The tramadol prescription pain reliever that hundreds of thousands of people take every day kills more than any other drug, including heroin and cocaine.
The painkiller is not harmful if taken correctly, but becomes very dangerous when mixed with other drugs or alcohol. Last year, there were 33 deaths in Northern Ireland related only to tramadol. Among the dead were a 16-year-old girl and a 70-year-old retiree. The opioid drug is used to treat moderate to severe pain and should only be taken with a prescription.

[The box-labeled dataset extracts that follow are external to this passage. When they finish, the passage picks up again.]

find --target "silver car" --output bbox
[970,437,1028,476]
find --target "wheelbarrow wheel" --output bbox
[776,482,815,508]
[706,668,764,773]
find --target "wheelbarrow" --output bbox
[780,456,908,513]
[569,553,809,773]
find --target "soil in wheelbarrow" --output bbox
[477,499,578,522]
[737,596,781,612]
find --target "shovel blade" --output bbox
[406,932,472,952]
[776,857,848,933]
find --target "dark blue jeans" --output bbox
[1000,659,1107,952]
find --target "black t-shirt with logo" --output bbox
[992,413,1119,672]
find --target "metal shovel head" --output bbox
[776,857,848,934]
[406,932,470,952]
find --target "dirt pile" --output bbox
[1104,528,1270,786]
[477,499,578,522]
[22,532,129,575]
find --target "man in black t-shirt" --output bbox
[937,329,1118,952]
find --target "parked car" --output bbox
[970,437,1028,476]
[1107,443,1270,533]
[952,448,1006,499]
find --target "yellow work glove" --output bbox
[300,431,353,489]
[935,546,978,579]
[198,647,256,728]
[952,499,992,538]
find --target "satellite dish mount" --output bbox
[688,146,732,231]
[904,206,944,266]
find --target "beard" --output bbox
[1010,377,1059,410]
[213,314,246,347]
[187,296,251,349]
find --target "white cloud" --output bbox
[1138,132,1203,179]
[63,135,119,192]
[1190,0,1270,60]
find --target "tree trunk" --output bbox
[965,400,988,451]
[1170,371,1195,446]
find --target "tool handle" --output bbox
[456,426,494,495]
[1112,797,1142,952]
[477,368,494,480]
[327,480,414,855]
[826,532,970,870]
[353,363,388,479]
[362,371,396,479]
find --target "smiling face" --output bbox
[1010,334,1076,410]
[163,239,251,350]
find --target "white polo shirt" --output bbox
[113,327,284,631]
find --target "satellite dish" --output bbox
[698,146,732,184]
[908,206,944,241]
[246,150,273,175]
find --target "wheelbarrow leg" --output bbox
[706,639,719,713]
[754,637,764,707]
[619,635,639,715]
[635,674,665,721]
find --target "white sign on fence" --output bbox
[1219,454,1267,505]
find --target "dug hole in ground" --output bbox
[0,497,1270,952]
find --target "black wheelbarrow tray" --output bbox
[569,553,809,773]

In 2014, it was classified as an illegal “C” class opioid and can not be dispensed without a prescription.
The problem is that many people are already addicted to tramadol and are turning to the black market to get it because they can not get more prescriptions for completing their treatment or because their doctor has prescribed another medicine.
“Being a drug as commonly used and prescribed, I do not think people realize the potential risk they are having when they take Tramadol without medical supervision,” says Professor Jack Crane, a pathologist from the Irish state of North.
Crane requires that the Tramadol classification be updated again so that it is updated to class “A”.
Pain management: tolerance and dependence
Some medications used to treat pain can be addictive. Dependence is different from physical dependence or tolerance. In case of physical dependence, withdrawal symptoms occur when a substance is suddenly suspended. Tolerance occurs when the initial dose of a substance loses its effectiveness over time. Addiction is a psychological and behavioral response that some people develop with the use of narcotic pain medication.
People taking opioid medications over a long period of time may develop tolerance and physical dependence, although this does not mean that they are dependent. In general, dependence occurs only in a small percentage of people when narcotic drugs are used with adequate medical care.
Opioid analgesics with effects similar to those of opium or morphine can be highly addictive and work by adhering to receptors in the brain, which blocks the sensation of pain.
They should not be used for more than 3 or 4 months, unless it is done under the direct supervision of your doctor.